Perhaps the strongest undercurrent of the coming full metabolic period si the inescapable reality that humanity can annihilate itself with bombs, methods of its own destruction. The point is that having created the bomb(s) that can destroy all humanity is something extremely metabolic in and of itself, and that potential of self destruction is what may prevail throughout the metabolic “era”.

2001.02.27 10:32
RE: decon/Brown
The absence of his mother's virginity after he was born bothered Freud a lot. Plus, he was likewise upset because his father clearly wasn't (a) God. Poor Sigmund, that he came into this world as a mere mortal and not as the Messiah was so undeniably self evident. But that certainly didn't stop SF from establishing a new religion of the Self, complete with a Trinity of ego, id, and super-ego. [cf. Civilization and its Discontents is full of metabolic (i.e., dualistic creative/destructive) thinking.]
I've decided to temporarily (or perhaps indefinitely) repress my thoughts on "white thinking" and on reenactment as a prevalent modus operandi within design and on the long standing existence of diversity within all architectural history. Instead I shall work hard at keeping my mind inactive thus allowing my body to metabolize, assimilate, fertilize, electro-magnetize, and osmosify without my imagination having to do so as well.

2001.03.10 10:48
Re: George Washington's Presidential...
I recently read four chapters on the 'preservation' of 'historic' Philadelphia (temporary capital of the United States 1790-1800) in L. Mumford's Highway and the City. I actually found out about these texts from John Young vis-a-vis 'talk' about reenactment and "re" words. It seems that Mumford was lecturing at the University of Pennsylvania in the late 1940s and that was when the historic districts around Independence Hall (actually the Pennsylvania State House) were being newly planned and 'perserved'. I was surprised at how unprecedented American historic preservation was at that time, and then how the preservation actions taken in Philadelphia in turn set America's historic preservation precedents and standards. Growing up in Philadelphia in the 1960s and going to architecture school here in the 1970s (the Bicentennial and all that, like Legionaire's Disease) made one hyper aware of historic preservation; I didn't think then at how 'new' it all was.
Another interesting factor I found out is that half of Philadelphia's historic district is run by the Federal government and half is run by the State of Pennsylvania -- I'm pretty sure Independence Hall is still owned by Pennsylvania, and the ruins of the Morris House are within the part run by Pennsylvania as well.
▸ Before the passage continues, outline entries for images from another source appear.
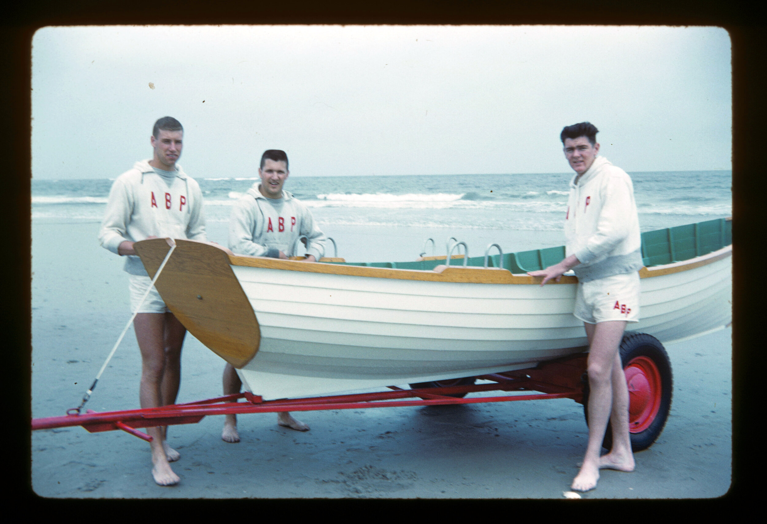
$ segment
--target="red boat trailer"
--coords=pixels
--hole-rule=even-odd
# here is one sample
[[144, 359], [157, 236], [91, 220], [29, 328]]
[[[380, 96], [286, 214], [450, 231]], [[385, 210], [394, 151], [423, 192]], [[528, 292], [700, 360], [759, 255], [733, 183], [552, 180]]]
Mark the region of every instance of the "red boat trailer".
[[[367, 407], [398, 407], [402, 406], [437, 406], [456, 404], [479, 404], [511, 400], [535, 400], [548, 398], [571, 398], [583, 403], [583, 374], [588, 354], [579, 353], [548, 362], [532, 369], [506, 371], [476, 377], [495, 384], [476, 384], [417, 389], [402, 389], [390, 386], [391, 391], [309, 397], [304, 398], [264, 400], [251, 393], [226, 395], [206, 400], [171, 404], [160, 407], [97, 413], [88, 410], [79, 414], [77, 408], [63, 417], [32, 419], [32, 430], [82, 426], [91, 433], [122, 430], [147, 441], [152, 437], [136, 428], [199, 422], [206, 415], [281, 411], [314, 411], [318, 410], [351, 410]], [[477, 391], [539, 391], [528, 395], [503, 395], [463, 398]], [[451, 397], [450, 395], [460, 395]], [[239, 402], [245, 398], [245, 402]], [[407, 400], [405, 400], [407, 399]]]
[[[663, 344], [654, 337], [644, 333], [627, 334], [621, 343], [620, 354], [629, 392], [631, 449], [640, 451], [655, 442], [666, 425], [673, 389], [671, 363]], [[151, 437], [136, 428], [194, 423], [199, 422], [206, 415], [439, 406], [547, 398], [571, 398], [585, 407], [588, 404], [588, 381], [585, 375], [588, 358], [588, 353], [576, 353], [542, 362], [530, 369], [473, 377], [492, 381], [494, 384], [474, 384], [472, 377], [469, 377], [470, 384], [464, 385], [449, 385], [447, 383], [452, 381], [446, 381], [410, 384], [412, 389], [409, 390], [389, 386], [389, 389], [392, 390], [390, 391], [330, 397], [264, 400], [251, 393], [240, 393], [207, 400], [128, 411], [97, 413], [88, 410], [85, 414], [80, 414], [79, 409], [75, 407], [67, 410], [64, 417], [33, 419], [32, 429], [82, 426], [91, 433], [122, 430], [151, 441]], [[458, 379], [456, 381], [459, 383], [466, 380]], [[479, 391], [537, 393], [463, 398], [469, 393]], [[239, 402], [241, 398], [245, 398], [245, 402]], [[611, 443], [612, 434], [608, 430], [602, 445], [610, 449]]]

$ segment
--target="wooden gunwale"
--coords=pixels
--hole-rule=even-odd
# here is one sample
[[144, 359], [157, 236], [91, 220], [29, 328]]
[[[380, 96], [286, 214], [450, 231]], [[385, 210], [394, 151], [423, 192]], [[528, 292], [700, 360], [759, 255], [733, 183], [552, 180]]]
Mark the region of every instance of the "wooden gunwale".
[[[639, 271], [640, 278], [651, 277], [678, 273], [694, 269], [725, 259], [732, 254], [732, 245], [703, 256], [663, 265], [643, 267]], [[393, 268], [371, 268], [360, 265], [337, 265], [323, 262], [307, 262], [296, 260], [281, 260], [265, 257], [228, 255], [232, 265], [242, 267], [265, 268], [268, 269], [287, 269], [309, 273], [324, 273], [328, 275], [347, 275], [350, 276], [365, 276], [376, 278], [395, 278], [398, 280], [421, 280], [442, 282], [470, 282], [477, 284], [540, 284], [542, 277], [532, 277], [528, 275], [515, 275], [508, 269], [500, 268], [479, 268], [476, 266], [438, 265], [431, 271], [420, 269], [397, 269]], [[463, 256], [463, 255], [462, 255]], [[559, 282], [550, 281], [551, 284], [575, 284], [578, 278], [564, 275]]]

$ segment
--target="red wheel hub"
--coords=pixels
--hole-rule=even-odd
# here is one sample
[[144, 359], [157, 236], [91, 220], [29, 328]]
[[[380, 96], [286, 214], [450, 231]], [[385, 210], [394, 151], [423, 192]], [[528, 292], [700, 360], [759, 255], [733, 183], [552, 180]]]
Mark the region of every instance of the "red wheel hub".
[[628, 386], [628, 428], [640, 433], [650, 427], [660, 407], [660, 372], [648, 357], [637, 357], [624, 368]]

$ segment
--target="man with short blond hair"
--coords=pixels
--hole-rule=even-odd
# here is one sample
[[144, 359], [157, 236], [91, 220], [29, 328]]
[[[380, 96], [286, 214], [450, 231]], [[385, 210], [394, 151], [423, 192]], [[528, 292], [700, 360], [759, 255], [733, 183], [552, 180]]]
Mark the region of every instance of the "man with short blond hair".
[[[281, 150], [267, 150], [261, 157], [261, 179], [237, 201], [229, 217], [229, 249], [238, 254], [288, 259], [305, 255], [304, 262], [317, 262], [324, 254], [327, 239], [314, 222], [309, 209], [289, 192], [282, 189], [290, 172], [288, 155]], [[301, 246], [298, 239], [305, 237]], [[301, 246], [296, 252], [296, 246]], [[230, 364], [224, 368], [224, 394], [239, 393], [242, 382]], [[254, 392], [255, 393], [255, 392]], [[277, 414], [277, 422], [297, 431], [309, 427], [293, 418], [287, 411]], [[226, 415], [221, 438], [239, 442], [237, 417]]]
[[[598, 130], [589, 122], [568, 126], [560, 138], [575, 175], [565, 217], [566, 256], [528, 273], [543, 285], [571, 269], [578, 278], [574, 315], [588, 338], [588, 445], [572, 489], [597, 486], [599, 470], [633, 471], [628, 430], [628, 390], [618, 348], [627, 322], [639, 321], [642, 268], [639, 216], [625, 171], [598, 156]], [[607, 421], [613, 446], [600, 456]]]
[[[114, 181], [109, 193], [99, 242], [126, 257], [130, 274], [131, 311], [136, 338], [141, 351], [141, 407], [158, 407], [176, 402], [181, 380], [181, 348], [186, 330], [166, 307], [133, 249], [133, 243], [156, 237], [206, 240], [202, 193], [176, 160], [181, 156], [183, 128], [172, 117], [158, 120], [150, 143], [153, 158], [137, 162]], [[152, 475], [160, 486], [179, 482], [169, 462], [179, 452], [166, 440], [167, 427], [147, 427], [152, 437]]]

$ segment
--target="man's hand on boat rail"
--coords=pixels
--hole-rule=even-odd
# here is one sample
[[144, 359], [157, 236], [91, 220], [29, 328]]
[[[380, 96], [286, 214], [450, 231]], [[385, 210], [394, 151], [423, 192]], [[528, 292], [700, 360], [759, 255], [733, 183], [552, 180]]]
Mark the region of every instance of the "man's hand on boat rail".
[[541, 282], [541, 285], [542, 286], [552, 278], [558, 282], [561, 279], [562, 275], [570, 271], [580, 263], [581, 261], [578, 260], [574, 255], [571, 255], [558, 264], [549, 265], [545, 269], [541, 269], [540, 271], [529, 271], [528, 272], [528, 275], [530, 276], [542, 276], [543, 280]]

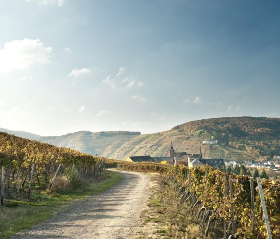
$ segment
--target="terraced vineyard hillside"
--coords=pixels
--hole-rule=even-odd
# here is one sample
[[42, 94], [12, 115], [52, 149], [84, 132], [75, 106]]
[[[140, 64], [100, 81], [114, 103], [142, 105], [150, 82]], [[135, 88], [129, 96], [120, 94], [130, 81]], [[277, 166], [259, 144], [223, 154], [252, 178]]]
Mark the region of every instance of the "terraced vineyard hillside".
[[[16, 131], [13, 133], [16, 134]], [[61, 136], [38, 136], [37, 140], [43, 142], [121, 160], [145, 154], [168, 156], [172, 141], [176, 152], [197, 154], [201, 147], [204, 158], [216, 158], [220, 155], [226, 161], [242, 162], [280, 155], [280, 119], [265, 117], [198, 120], [166, 131], [144, 135], [139, 132], [78, 131]], [[213, 138], [230, 146], [202, 143]]]

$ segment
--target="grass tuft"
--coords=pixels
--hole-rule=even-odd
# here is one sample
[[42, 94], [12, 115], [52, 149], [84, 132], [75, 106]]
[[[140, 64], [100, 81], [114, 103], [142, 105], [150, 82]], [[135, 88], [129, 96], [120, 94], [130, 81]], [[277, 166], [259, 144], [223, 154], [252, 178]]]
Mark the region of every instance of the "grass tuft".
[[[5, 200], [4, 207], [0, 213], [0, 239], [10, 237], [50, 219], [65, 208], [70, 201], [84, 199], [89, 195], [100, 193], [120, 182], [122, 178], [120, 174], [110, 172], [106, 180], [84, 183], [78, 190], [65, 191], [67, 194], [34, 191], [29, 201]], [[59, 182], [60, 184], [64, 183]], [[66, 188], [64, 185], [61, 187]]]

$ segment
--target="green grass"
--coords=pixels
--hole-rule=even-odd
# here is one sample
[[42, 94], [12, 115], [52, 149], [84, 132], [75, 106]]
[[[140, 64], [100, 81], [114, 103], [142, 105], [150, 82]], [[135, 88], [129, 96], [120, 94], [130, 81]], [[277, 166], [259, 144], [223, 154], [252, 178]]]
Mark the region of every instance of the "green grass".
[[74, 200], [82, 200], [98, 194], [120, 182], [120, 174], [108, 174], [106, 180], [94, 184], [84, 184], [79, 191], [67, 194], [34, 191], [30, 201], [5, 200], [0, 212], [0, 239], [7, 238], [18, 232], [52, 218], [63, 210]]

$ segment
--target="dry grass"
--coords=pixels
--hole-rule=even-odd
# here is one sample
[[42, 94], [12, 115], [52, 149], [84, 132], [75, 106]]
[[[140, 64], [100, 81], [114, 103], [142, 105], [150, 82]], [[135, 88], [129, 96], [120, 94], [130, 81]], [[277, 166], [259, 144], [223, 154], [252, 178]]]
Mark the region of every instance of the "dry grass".
[[200, 239], [201, 231], [198, 225], [190, 224], [186, 228], [186, 236], [185, 239]]
[[56, 178], [52, 191], [53, 192], [66, 191], [70, 189], [70, 182], [69, 179], [65, 176], [58, 177]]
[[[158, 239], [205, 239], [202, 233], [205, 229], [202, 230], [198, 226], [201, 219], [194, 220], [201, 206], [196, 207], [192, 215], [188, 204], [194, 203], [192, 198], [188, 203], [182, 202], [174, 184], [168, 182], [164, 177], [158, 180], [160, 182], [148, 204], [149, 209], [142, 215], [144, 226], [156, 228], [154, 233]], [[208, 238], [222, 238], [219, 230], [214, 230], [212, 225]]]

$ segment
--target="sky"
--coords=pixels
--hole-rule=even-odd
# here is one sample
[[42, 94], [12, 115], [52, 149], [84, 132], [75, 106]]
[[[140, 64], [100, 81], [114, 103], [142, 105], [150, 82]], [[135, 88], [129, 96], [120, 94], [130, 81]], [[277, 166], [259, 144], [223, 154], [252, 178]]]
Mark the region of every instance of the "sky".
[[150, 133], [280, 117], [280, 1], [0, 0], [0, 127]]

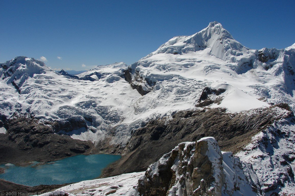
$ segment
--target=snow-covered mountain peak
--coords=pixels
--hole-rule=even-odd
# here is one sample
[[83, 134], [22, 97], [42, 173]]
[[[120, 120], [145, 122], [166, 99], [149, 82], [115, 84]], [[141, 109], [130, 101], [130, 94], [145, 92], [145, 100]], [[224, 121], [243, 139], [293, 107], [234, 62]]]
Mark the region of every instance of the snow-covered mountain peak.
[[112, 64], [106, 65], [97, 65], [92, 70], [103, 70], [106, 68], [109, 69], [124, 69], [128, 67], [128, 65], [124, 62], [116, 62]]
[[24, 56], [16, 57], [0, 63], [0, 76], [7, 83], [12, 83], [18, 88], [29, 77], [35, 74], [45, 73], [52, 70], [41, 61]]
[[210, 54], [223, 60], [253, 52], [235, 40], [221, 24], [215, 21], [192, 35], [174, 37], [142, 59], [161, 53], [181, 55], [207, 48], [211, 49], [208, 51]]
[[285, 49], [285, 50], [289, 50], [291, 49], [295, 49], [295, 43], [293, 44], [292, 45], [287, 47]]

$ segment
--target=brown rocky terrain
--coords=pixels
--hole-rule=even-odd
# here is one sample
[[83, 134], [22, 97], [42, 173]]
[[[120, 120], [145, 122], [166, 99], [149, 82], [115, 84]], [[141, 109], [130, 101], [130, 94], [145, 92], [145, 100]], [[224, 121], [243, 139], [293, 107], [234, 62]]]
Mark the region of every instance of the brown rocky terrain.
[[[280, 108], [289, 111], [286, 116], [278, 116]], [[237, 152], [275, 120], [294, 116], [289, 110], [285, 104], [239, 113], [226, 113], [221, 108], [207, 108], [181, 111], [172, 119], [152, 121], [134, 132], [121, 151], [125, 155], [106, 168], [102, 176], [144, 171], [178, 144], [205, 137], [214, 137], [223, 151]]]
[[52, 126], [34, 118], [20, 116], [1, 122], [7, 132], [0, 137], [0, 164], [25, 165], [99, 151], [91, 142], [55, 134]]

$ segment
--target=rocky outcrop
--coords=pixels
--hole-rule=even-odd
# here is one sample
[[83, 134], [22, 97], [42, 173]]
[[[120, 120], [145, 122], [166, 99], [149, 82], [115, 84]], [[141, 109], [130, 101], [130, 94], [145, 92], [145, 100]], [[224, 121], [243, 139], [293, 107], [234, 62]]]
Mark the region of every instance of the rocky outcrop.
[[286, 106], [240, 113], [227, 113], [220, 108], [183, 111], [169, 120], [151, 121], [133, 131], [126, 147], [117, 151], [125, 156], [106, 169], [104, 176], [144, 171], [179, 143], [204, 137], [214, 137], [223, 151], [235, 153], [274, 121], [293, 116], [292, 112], [278, 107]]
[[200, 98], [198, 101], [198, 103], [196, 105], [196, 106], [203, 107], [208, 106], [213, 103], [219, 105], [222, 100], [222, 97], [214, 97], [214, 96], [210, 95], [212, 95], [218, 96], [225, 92], [226, 90], [226, 89], [224, 88], [215, 89], [212, 89], [209, 87], [206, 87], [202, 91]]
[[260, 195], [252, 190], [240, 165], [231, 153], [222, 153], [214, 138], [181, 143], [149, 166], [139, 180], [138, 192], [142, 196]]
[[136, 89], [142, 96], [151, 91], [155, 84], [147, 79], [144, 80], [136, 71], [134, 72], [135, 75], [133, 76], [132, 70], [130, 67], [124, 71], [125, 80], [130, 84], [132, 89]]

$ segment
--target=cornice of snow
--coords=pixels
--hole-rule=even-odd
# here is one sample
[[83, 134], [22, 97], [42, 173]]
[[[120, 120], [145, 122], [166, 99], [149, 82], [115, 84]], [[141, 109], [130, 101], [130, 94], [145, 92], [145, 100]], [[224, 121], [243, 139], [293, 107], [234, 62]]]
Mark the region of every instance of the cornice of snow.
[[291, 49], [295, 49], [295, 43], [293, 44], [292, 45], [287, 47], [285, 49], [285, 50], [289, 50]]
[[244, 53], [255, 53], [255, 50], [245, 47], [235, 40], [221, 24], [215, 21], [210, 22], [206, 28], [192, 35], [174, 37], [141, 60], [160, 53], [181, 54], [208, 47], [211, 49], [211, 54], [224, 60], [228, 59], [231, 55], [236, 55], [237, 52], [239, 55]]

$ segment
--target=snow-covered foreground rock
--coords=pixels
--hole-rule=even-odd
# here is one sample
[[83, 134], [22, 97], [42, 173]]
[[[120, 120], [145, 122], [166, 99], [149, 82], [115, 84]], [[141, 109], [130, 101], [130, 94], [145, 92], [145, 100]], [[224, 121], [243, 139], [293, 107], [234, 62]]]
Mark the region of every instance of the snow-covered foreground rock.
[[294, 195], [290, 163], [295, 144], [288, 144], [295, 139], [294, 120], [276, 122], [234, 156], [221, 151], [214, 138], [204, 138], [180, 144], [145, 172], [82, 182], [42, 195]]
[[[55, 134], [91, 141], [101, 152], [126, 156], [119, 169], [126, 170], [117, 174], [142, 171], [177, 144], [197, 141], [180, 144], [145, 177], [63, 188], [75, 195], [293, 194], [294, 66], [294, 45], [251, 49], [217, 22], [129, 66], [98, 66], [76, 76], [19, 57], [0, 64], [0, 135], [30, 149], [52, 143], [42, 134], [56, 135], [57, 143]], [[199, 140], [206, 136], [237, 157], [212, 138]]]

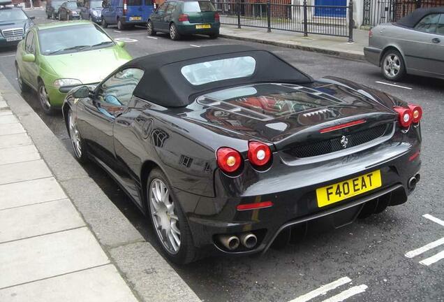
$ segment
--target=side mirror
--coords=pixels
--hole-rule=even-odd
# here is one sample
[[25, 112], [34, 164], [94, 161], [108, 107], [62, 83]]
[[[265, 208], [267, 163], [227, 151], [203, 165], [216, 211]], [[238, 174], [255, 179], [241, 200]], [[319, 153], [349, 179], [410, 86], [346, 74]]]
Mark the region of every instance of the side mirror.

Like Franklin Court (a few blocks away) designed by Venturi and Rauch in the early 1970s, the Robert Morris House is just another example of Philadelphia's great collection of primiere virtual houses.
You'd think I'd seen it all here too many times already, but the truth is that with each recent visit to Philadelphia's Historic National Park (the area run by the Federal government) I become more impressed by it each time I'm there. Maybe it's because I'm getting older myself and like to see things that endure time, but I also think it's because a nice job was done in the first place. Independence Mall (the area run by Pennsylvania) was oddly dear to me as well, even though most didn't like it because it really was lifeless, thus it is now being redone. Maybe the best plan for the Mall now is for it to be redone every twenty years or so -- American [metabolic] Dreaming at its best?